Emmanuel Macron, dans son communiqué du 9 décembre, s’est félicité d’avoir apporté une «  aide en termes de surveillance et d’observation et de soutien logistique » au président béninois qui est pourtant à la tête d’un régime de plus en plus autoritaire. Déjà en soi un aveu d’ingérence, mais qui cache une implication plus importante encore. Dans une interview donnée à RFI (10/12), le colonel Dieudonné Djimon Tévoédjrè, chef de la Garde républicaine qui a coordonné les opérations des loyalistes, non seulement confirme qu’« un avion de reconnaissance du côté français […] nous a permis, en fin de journée, de déterminer exactement les positions des mutins », mais aussi révèle la présence au sol des « éléments des Forces spéciales françaises qui nous sont venues d’Abidjan et qui ont fini le travail que nous avions si bien commencé ».

Autre volet de l’ingérence française, les pressions en faveur d’une intervention des pays de la Communauté économique des États de l’Afrique de l’Ouest (Cedeao), dont le Bénin est membre. Macron aurait même appelé son homologue nigérian, Bola Tinubu, pour appuyer les demandes d’intervention formulées par Talon (Jeune Afrique, 8/12). La Cedeao ordonnait le jour même le déploiement de troupes, alors que le Nigeria, appuyé par le renseignement aérien français, avait déjà envoyé, en fin de journée, des avions de chasse pour mener des frappes – décisives – sur le camp où s’étaient réfugiés les putschistes.

Le 22 juin dernier, dans une interview à France 2, le président de la République n’hésitait pas à affirmer avec aplomb : « Beaucoup des gens qui vous disent : “Il y a un recul de la France” sont des gens qui, en fait, signifient en creux : “Vous devriez faire les coups d’État ou les arrêter quand il y en a”. On ne fait plus ça. » Le Bénin vient pourtant de confirmer que l’impérialisme français est toujours prêt à « faire ça » : se prendre pour le gendarme de l’Afrique.

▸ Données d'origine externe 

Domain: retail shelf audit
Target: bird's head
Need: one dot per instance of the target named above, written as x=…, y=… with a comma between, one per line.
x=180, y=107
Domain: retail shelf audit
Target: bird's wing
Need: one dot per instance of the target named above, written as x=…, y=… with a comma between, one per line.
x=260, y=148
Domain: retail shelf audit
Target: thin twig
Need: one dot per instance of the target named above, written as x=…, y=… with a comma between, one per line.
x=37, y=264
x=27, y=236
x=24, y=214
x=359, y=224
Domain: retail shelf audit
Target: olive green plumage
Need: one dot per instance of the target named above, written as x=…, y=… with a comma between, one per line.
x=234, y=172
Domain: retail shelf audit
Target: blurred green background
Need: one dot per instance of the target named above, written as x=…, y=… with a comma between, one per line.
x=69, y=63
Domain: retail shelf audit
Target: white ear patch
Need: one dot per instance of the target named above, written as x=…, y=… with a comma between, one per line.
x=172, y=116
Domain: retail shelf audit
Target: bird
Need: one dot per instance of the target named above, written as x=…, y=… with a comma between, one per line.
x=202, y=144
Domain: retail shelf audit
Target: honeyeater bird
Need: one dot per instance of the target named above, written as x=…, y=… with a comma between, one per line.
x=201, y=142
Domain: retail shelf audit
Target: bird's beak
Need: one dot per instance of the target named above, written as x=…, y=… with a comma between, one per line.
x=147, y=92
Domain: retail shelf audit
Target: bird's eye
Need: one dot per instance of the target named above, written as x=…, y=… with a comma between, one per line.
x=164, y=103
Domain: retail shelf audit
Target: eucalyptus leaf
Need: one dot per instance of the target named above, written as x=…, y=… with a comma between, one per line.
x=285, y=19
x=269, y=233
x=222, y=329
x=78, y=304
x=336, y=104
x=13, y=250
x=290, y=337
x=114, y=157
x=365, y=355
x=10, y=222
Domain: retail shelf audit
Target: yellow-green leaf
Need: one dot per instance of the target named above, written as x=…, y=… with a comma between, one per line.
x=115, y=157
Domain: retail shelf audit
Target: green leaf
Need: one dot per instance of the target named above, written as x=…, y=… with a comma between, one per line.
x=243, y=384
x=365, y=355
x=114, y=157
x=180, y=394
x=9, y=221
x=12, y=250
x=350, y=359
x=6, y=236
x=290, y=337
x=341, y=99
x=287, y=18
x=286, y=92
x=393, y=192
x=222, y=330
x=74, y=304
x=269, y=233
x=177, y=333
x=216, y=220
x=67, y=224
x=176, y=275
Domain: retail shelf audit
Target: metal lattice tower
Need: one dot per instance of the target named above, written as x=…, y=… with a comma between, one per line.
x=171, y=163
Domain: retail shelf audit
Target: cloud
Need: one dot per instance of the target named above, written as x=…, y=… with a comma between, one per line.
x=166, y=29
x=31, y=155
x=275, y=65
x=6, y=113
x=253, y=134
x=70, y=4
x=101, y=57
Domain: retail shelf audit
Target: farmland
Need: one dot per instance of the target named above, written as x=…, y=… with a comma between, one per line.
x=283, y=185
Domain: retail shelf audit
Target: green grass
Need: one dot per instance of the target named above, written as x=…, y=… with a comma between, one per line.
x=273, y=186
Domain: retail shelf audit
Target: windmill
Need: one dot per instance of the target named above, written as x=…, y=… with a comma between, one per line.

Après la prise de pouvoir de juntes ouvertement hostiles à la France au Mali, Burkina Faso et Niger, il est essentiel pour Paris de préserver en Afrique de l’Ouest des régimes favorables à ses intérêts économiques et géostratégiques. La mise en garde proférée lors de son putsch par Pascal Tigri contre toute ingérence française pouvait faire craindre à Macron qu’il ne serait pas aussi accommodant que Patrice Talon – voire qu’il suivrait les trois pays du Sahel dans leur rupture avec Paris.

À l’heure où le continent est l’objet d’une concurrence accrue entre puissances, « l’âge de la Françafrique » est loin d’être « révolu », contrairement à ce qu’a souvent prétendu Macron. En s’adaptant, celle-ci cherche même à s’étendre au-delà des derniers bastions de son traditionnel pré carré (lire p. 4 notre dossier sur la récente tournée africaine du président français). Le combat contre le néocolonialisme n’en est que plus jamais d’actualité. CQFD.